Caddisflies have life stages in both the water and on land, but for our purposes we’ll be focusing on the aquatic stage of their life when they are larvae. To identify if an insect is a caddisfly, first look at the shape of its body. These macroinvertebrates, or animals without backbones, have long bodies that are usually smaller than 45 millimeters or about the size of a paperclip. Their heads have hard skin compared to the rest of their bodies and no antennae. They have 3 pairs (or 6 total) legs extending from their middle body segment which is called the thorax. Their abdomen, which is the segment farthest from the head, will be soft and fleshy with branched gills. The most notable feature of many caddisflies is a case that they make out of aquatic debris like branches, rocks and dead plants.

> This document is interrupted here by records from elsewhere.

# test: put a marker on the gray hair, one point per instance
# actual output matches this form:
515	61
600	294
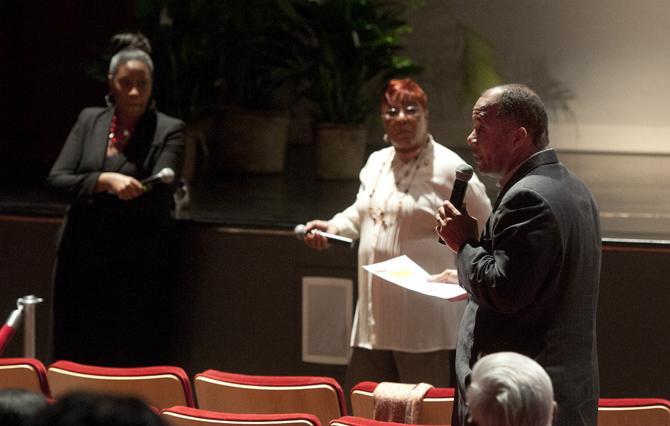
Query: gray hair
510	389
130	54
521	104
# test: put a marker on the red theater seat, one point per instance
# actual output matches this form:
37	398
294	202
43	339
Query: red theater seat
187	416
633	412
435	408
159	387
362	421
24	373
239	393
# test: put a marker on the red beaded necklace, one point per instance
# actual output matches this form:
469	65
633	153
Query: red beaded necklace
115	143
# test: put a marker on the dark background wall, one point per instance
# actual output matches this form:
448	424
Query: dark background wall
44	46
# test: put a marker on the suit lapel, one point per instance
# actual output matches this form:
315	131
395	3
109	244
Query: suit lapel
100	133
540	159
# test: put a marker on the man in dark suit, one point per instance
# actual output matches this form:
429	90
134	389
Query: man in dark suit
532	277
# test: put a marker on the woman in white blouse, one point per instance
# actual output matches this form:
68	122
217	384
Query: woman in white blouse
400	335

Caddisflies are in the taxonomic order Trichoptera and are very closely related to butterflies and moths, and use silk to build their unique cases! Found on rocks, logs, and other objects on streambeds, some caddisflies use silk to spin nets to construct their homes.  When found in large numbers, their silk nets have been known to improve the stability of streambeds around the world. In multiple studies looking at caddisfly larvae’s impact on the stability of the stream bed (also called substrate) during floods, it was found that the presence of certain caddisflies can hold substrate in place in many floods. This is very important because as our waters face more intense flooding caused by climate change, habitat stability for aquatic species is put at risk. Net spinning caddisflies decrease the chances of streambed removal by increasing the stress or pressure needed to push the sand, pebbles, gravel and larger rocks downstream. A stable refuge from stormwater is created in the process, and other species like small fish, crayfish, other aquatic insects and vegetation are less likely to wash away when high velocity flood waters come through.

Though small, the abundance of caddisfly larvae in our headwaters is important because of their importance in identifying and maintaining a healthy stream habitat. When spinning nets, these larvae are inadvertently benefitting other organisms in their system and ensuring downstream species are not disturbed by excess inflow of sediments. Despite the caddisfly’s small size, the importance of this ecosystem engineer in our local watersheds is very large! While it may take thousands of caddisflies to make an impact, their presence is felt by many stream residents.

By Zack Smith

Resources:

Cardinale, B. J., Gelmann, E. R., & Palmer, M. A. (2004). Net spinning caddisflies as stream ecosystem engineers: the influence of Hydropsyche on benthic substrate stability. Functional Ecology, 18(3), 381-387.

Johnson, M. F., Reid, I., Rice, S. P., & Wood, P. J. (2009). Stabilization of fine gravels by net‐spinning caddisfly larvae. Earth Surface Processes and Landforms, 34(3), 413-423.

Voshell, J. R. (2003). A Guide to Common Freshwater Invertebrates of North America.    McDonald & Woodward Pub.